7 Conclusions and Future Work

We presented a novel abstraction-refinement approach to the verification of transition systems with nonlinear dynamics expressed in the NRA theory. We abstract non-linear multiplication as an uninterpreted function, leveraging efficient invariant checkers for transition systems over LRA and EUF to solve the problem in the abstract space. In case of spurious counterexample, the abstraction of multiplication is incrementally refined by introducing suitable axioms, based on the idea of tangent planes. An extensive experimental evaluation demonstrates that the proposed approach is significantly more effective than approaches directly based on SMT(NRA) solving.

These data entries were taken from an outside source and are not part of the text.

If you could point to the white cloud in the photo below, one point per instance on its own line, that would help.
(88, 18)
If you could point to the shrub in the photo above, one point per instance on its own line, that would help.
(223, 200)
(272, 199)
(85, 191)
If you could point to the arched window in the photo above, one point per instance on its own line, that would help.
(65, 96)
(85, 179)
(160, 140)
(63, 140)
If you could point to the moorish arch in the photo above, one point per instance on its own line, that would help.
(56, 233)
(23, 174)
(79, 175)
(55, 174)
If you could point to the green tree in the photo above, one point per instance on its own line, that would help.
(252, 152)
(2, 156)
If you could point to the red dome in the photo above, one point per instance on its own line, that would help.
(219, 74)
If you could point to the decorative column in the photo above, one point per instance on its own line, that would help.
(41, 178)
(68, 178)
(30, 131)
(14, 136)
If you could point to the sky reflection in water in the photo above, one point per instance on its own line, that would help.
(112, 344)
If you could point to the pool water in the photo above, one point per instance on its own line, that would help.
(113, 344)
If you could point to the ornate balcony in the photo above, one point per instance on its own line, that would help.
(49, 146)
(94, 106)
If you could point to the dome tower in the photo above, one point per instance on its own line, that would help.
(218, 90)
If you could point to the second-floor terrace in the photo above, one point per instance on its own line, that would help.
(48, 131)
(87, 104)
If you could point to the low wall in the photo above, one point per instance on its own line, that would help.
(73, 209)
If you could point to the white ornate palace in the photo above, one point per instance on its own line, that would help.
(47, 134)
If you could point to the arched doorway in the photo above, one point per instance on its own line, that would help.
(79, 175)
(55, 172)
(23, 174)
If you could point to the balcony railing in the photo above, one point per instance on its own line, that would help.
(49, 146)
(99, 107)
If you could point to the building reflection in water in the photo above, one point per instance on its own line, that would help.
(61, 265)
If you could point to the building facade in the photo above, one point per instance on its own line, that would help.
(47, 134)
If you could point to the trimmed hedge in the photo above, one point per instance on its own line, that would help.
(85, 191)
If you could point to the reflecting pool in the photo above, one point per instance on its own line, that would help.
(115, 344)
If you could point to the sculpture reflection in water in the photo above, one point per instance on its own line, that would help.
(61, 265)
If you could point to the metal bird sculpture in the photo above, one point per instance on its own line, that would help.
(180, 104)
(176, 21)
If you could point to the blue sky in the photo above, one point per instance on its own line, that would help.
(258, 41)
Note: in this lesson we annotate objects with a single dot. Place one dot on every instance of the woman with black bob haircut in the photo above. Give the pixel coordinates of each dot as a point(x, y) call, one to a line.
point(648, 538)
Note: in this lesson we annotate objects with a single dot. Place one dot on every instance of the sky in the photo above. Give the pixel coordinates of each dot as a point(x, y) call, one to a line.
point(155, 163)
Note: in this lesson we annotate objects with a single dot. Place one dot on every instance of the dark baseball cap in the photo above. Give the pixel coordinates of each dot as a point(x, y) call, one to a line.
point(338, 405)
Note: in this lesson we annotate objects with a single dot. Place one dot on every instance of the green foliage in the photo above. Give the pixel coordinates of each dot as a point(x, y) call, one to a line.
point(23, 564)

This work opens up several important directions. First, we are going to improve the implementation, by integrating all the steps within the nuXmv [7] model checker, and to perform a thorough analysis of the various heuristic choices. Second, we will investigate the potential of the approach for SMT, both for other theories (e.g. NIA) and for extended functionalities (e.g. interpolation). We will also extend the scope of the approach to deal with transcendental functions, look-up tables, and partially axiomatized functions (e.g. gain functions known to be monotonic and of restricted co-domain).

Finally, we are going to investigate the generalization of the approach from transition systems to continuous-time hybrid systems with nonlinear characteristic functions.


We greatly thank the iSAT3 team for providing the latest iSAT3 executable and iSAT3-CFG benchmarks. We also thank James Davenport for the fruitful discussions on CAD techniques and finding solutions in NRA.